DavidD: (This reply is too long, so I will post it in two parts.)
Sorry about my sacracm. I hope you are not offended. I think you are very informed, and I wouldn’t want to offend you. I am also glad you are a Catholic and not on the other team.<<
Don’t worry about it. I am never offended unless it is a direct personal insult. (Which I have received many times on Protestant websites.) I believe the inclusion of smiley faces was necessitated by the fact that people quite often “read” anger or venom in a person’s post when none exists. I’m one of those writers; my way of writing has a tendency to sound angry or vindictive. I am always happy to debate, and I do my best never to let anger or smuggness into a post. (Though I don’t always succeed.)
. I know he was a special child but I thought he lived pretty much a normal childhood/early adult life.<<
There is no way to know this. In fact, some of the apocraphyl works that did not make it into the canon speak of the child Jesus slaying an evil child simply by glancing at him, or taking lumps of clay, moulding it into the shape of a dove, and casting it into the air where it came to life and flew away.
I did not know that the Jews discriminated attendance of the synagouge and temple because of social status. I thought they wanted as many people as possible to hear the scriptures being read.<<
I am sorry if I misled you. I did not mean to infer that the Jews discriminated attendance. Joseph may very well have attended the synagogues. But there are a few things to consider. If you were Joseph, and you had Jesus at home, would you need to go to a synagogue and then pass on what you learned to Jesus, or would Jesus teach you? Also, even if the septuagint was the version of choice by the Alexandrian Jews in Egypt, it was probably not used much in Judea. I guess the point is that there is no way to determine how much exposure either Jesus or the apostles had to the septuagint. Either way, the “conventional” interpretation was more important to the Jews than the version of scripture. The version may change slightly, but the interpretation was handed down and preserved.
The Jews, like the Catholics, treasured both the oral and written traditions. (In fact, the Jews had two oral to one written: the basic oral which became the mishna and talmud, and the oral tradition reserved for the priests and scholars called the midrash.)
Also, I know Joseph was a carpenter, but he was of the line of David. Didn’t the Jews know that?<<
Interesting point. Maybe by that time, there were so many people who were an offshoot of David that it was not very significant. Still, I have always wondered why the miraculous birth of Jesus seemed to be forgotten in His manhood. (I always expected to see something in scripture like… "Hey, isn’t He the son of Joseph and Mary… you remember, the kid whose birth was accompanied by a star and a chorus of angels.)

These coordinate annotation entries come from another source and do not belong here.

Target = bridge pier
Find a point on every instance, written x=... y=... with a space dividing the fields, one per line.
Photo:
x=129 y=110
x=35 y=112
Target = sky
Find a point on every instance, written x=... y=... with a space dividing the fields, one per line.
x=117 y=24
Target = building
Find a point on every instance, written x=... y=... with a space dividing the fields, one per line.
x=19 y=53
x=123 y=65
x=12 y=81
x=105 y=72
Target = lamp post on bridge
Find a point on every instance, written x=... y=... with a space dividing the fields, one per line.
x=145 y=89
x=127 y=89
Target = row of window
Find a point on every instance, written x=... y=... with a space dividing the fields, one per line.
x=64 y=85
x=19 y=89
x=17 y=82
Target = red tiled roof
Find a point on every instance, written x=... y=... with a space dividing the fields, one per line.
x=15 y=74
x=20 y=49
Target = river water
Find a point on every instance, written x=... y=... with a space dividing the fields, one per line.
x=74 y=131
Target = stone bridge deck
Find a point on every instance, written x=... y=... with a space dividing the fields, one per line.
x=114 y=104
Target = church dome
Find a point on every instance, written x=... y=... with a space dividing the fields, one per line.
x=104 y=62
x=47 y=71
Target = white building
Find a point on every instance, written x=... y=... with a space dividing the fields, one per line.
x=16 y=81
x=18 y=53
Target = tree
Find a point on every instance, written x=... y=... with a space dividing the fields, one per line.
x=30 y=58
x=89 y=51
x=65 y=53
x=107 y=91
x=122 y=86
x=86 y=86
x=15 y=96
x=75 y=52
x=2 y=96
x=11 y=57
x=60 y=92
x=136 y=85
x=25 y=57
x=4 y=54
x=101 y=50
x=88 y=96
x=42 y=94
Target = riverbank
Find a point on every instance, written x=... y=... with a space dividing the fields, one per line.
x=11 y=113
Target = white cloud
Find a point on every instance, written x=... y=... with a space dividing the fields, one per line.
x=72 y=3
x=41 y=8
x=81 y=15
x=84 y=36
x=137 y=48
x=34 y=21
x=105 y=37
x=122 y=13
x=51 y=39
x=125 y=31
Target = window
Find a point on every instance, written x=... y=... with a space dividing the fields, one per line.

I guess if the Holy Family never had access to the Scriptures because they were of low class and illiterate in every other language than aramaic,(I didn’t know that either) that blows the theory that Jesus, Mary, and Joseph may have been taught by the septuagint right out of the water. Ship sunk. This could not have been. The apostles chose the canon for other reasons.<<
I didn’t mean to infer that they never had access to scriptures. Simply that they were not exposed to them as we are to the bible. If you were a first century Jew of the lower classes, you would be more familiar with the oral interpretation than with identifying specific nuances in versions. Remember, they did not have chapters and verses to quote as we do. The point I have been trying to make is that there is no way to determine what exposure to what version of scriptures the holy family may have had, and that it is possible that Jesus didn’t need it. Certainly by the time He was 12, He was most likely teaching His parents!
But this goes back to an earlier observation. If 340 times out of 373, Jesus, and later the apostles under the influence of the Holy Spirit, quoted the Septuagint, in Judea, was this the result of scripture study - or was it the Holy Spirit’s way of planting the seed that the canon should come from the Septuagint? How did the apostles, tax collectors, fishermen, etc., become scripture scholars so quickly? The synagogue or the Spirit? If by the Spirit, then the Spirit choose the septuagint before the Church did.